About Me

🚀 Hi there! I am Hao Sun, a final-year Ph.D. student at the University of Cambridge, supervised by Prof. Mihaela van der Schaar, working at the intersection of reinforcement learning (RL) and large language models (LLMs). During my M.Phil. study at MMLab@CUHK, I was advised by Prof. Dahua Lin and Prof. Bolei Zhou. I hold a B.Sc. in Physics from the Yuanpei College at Peking University, and a B.Sc. from the Guanghua School of Management. My undergraduate thesis was supervised by Prof. Zhouchen Lin.

I am seeking research scientist and academic positions starting in 2025.

News!

📄 (2024.10) Our Tutorial: Inverse RL Meets LLMs has been accepted for AAAI-2025! Join us in Philadelphia and let us explore the potential of Inverse RL in the era of LLMs!
💬 (2024.10) New talk on Inverse RL Meets LLMs at the vdsLab2024 OpenHouse and UCLA Zhou Lab. This talk summarizes our efforts in using IRL for better Prompting, Fine-Tuning, and Inference-Time Optimization.
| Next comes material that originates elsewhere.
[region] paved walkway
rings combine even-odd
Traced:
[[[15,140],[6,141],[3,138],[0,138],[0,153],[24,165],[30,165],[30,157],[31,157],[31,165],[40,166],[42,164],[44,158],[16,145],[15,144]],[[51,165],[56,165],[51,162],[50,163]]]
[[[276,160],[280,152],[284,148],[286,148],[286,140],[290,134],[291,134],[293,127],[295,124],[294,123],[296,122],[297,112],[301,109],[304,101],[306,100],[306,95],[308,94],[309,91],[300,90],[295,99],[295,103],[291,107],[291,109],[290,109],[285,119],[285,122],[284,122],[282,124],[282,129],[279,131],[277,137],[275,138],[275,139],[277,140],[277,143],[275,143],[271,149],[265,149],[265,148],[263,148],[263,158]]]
Slide is online
📄 (2024.09) Our Data Centric Reward Modeling paper is accepted by the Journal of Data-Centric Machine Learning Research (DMLR).
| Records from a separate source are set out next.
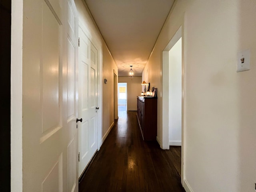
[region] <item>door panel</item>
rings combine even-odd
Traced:
[[[98,52],[79,27],[78,175],[81,176],[97,149]]]
[[[23,2],[20,190],[77,192],[78,23],[74,2]]]

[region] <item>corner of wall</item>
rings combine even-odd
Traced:
[[[186,192],[194,192],[189,184],[188,184],[188,181],[186,179],[184,180],[183,187]]]

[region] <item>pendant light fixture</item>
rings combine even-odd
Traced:
[[[131,69],[130,69],[130,71],[129,71],[129,77],[132,78],[134,76],[134,73],[133,72],[133,70],[132,70],[132,66],[130,65],[130,66],[131,67]]]

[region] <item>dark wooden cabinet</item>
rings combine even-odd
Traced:
[[[137,97],[137,117],[143,139],[156,140],[157,98]]]

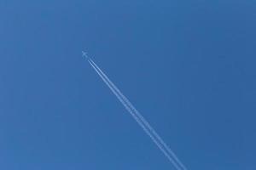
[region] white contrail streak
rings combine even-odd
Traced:
[[[158,141],[163,145],[163,147],[169,152],[172,157],[177,162],[177,164],[183,169],[187,168],[185,166],[179,161],[177,156],[171,150],[171,148],[164,142],[164,140],[160,137],[160,135],[155,132],[152,126],[147,122],[147,120],[142,116],[142,114],[133,106],[133,105],[129,101],[129,99],[119,91],[119,89],[110,81],[108,76],[97,66],[97,65],[91,60],[89,59],[90,62],[92,63],[102,76],[106,79],[106,81],[115,89],[117,94],[121,97],[121,99],[126,103],[130,109],[134,112],[134,114],[143,122],[144,126],[149,129],[153,135],[158,139]]]
[[[186,170],[186,167],[177,159],[173,151],[167,146],[167,144],[162,140],[155,130],[150,126],[150,124],[145,120],[145,118],[136,110],[132,104],[128,100],[125,96],[118,89],[118,88],[109,80],[109,78],[104,74],[104,72],[93,62],[92,60],[88,60],[90,65],[100,76],[106,85],[114,94],[118,99],[122,103],[128,112],[137,122],[144,132],[150,137],[150,139],[160,148],[163,154],[168,158],[168,160],[174,165],[177,170]]]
📄 (2024.08) InverseRLignment is presented at the RL beyond reward workshop (accepted with score 9) at the 1-st RLC.
📄 (2024.05) InverseRLignment is online, it builds reward models from SFT data.
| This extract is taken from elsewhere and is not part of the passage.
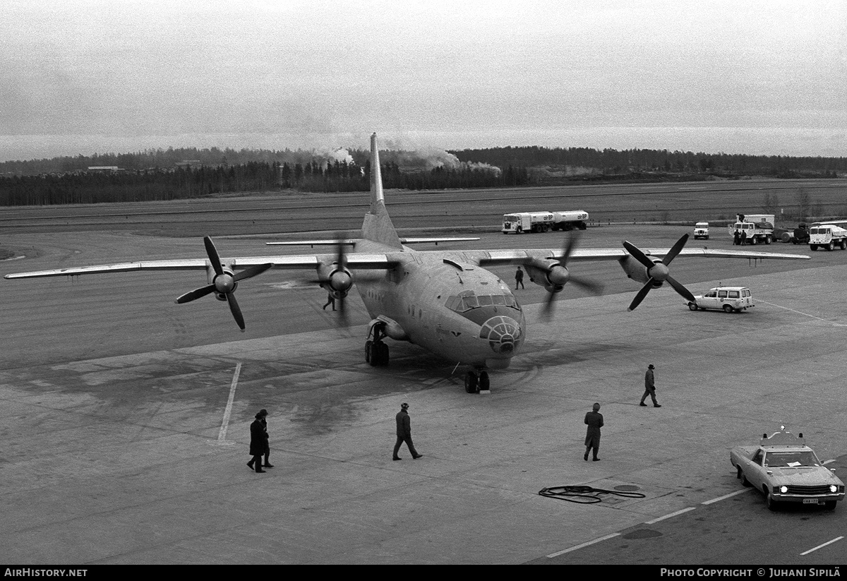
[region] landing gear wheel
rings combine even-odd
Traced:
[[[479,390],[476,374],[473,371],[468,371],[465,374],[465,391],[468,393],[476,393]]]
[[[480,371],[479,372],[479,390],[480,391],[489,391],[491,389],[491,384],[488,379],[488,372]]]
📄 (2024.05) Our Dense Reward Model paper is accepted by ICML 2024.
📄 (2024.03) I wrote an article arguing that Supervised Fine Tuning is Inverse Reinforcement Learning!
💬 (2024.03) Prompt-OIRL and RATP are featured at the Inspiration Exchange, recording is online .
📄 (2024.02) 2 RL+LLM papers are online! ABC uses the attention mechanism to solve the credit assignment problem in RLHF; RATP uses MCTS to enhance the reasoning ability of LLMs with external documents
📄 (2024.01) 1 RL+LLM paper is accepted by ICLR 2024! Prompt-OIRL uses Inverse RL to Evaluate and Optimize Prompts for Reasoning.
💬 (2024.01) Invited talk on RLHF at the Intuit AI Research Forum. slide
💬 (2023.12) Invited talk on RLHF at the Likelihood Lab slide
💬 (2023.11) Invited talk on RLHF at the CoAI group, THU.. slide
📄 (2023.10) Prompt-OIRL is selected as an oral presentation at the NeurIPS 2023 ENLSP workshop!
📄 (2023.10) I wrote an article on RLHF to share my thoughts as an RL researcher in the Era of LLMs.
📄 (2023.9) 2 papers on Interpretable Offline RL and Interpretable Uncertainty Quantification are accepted by NeurIPS 2023.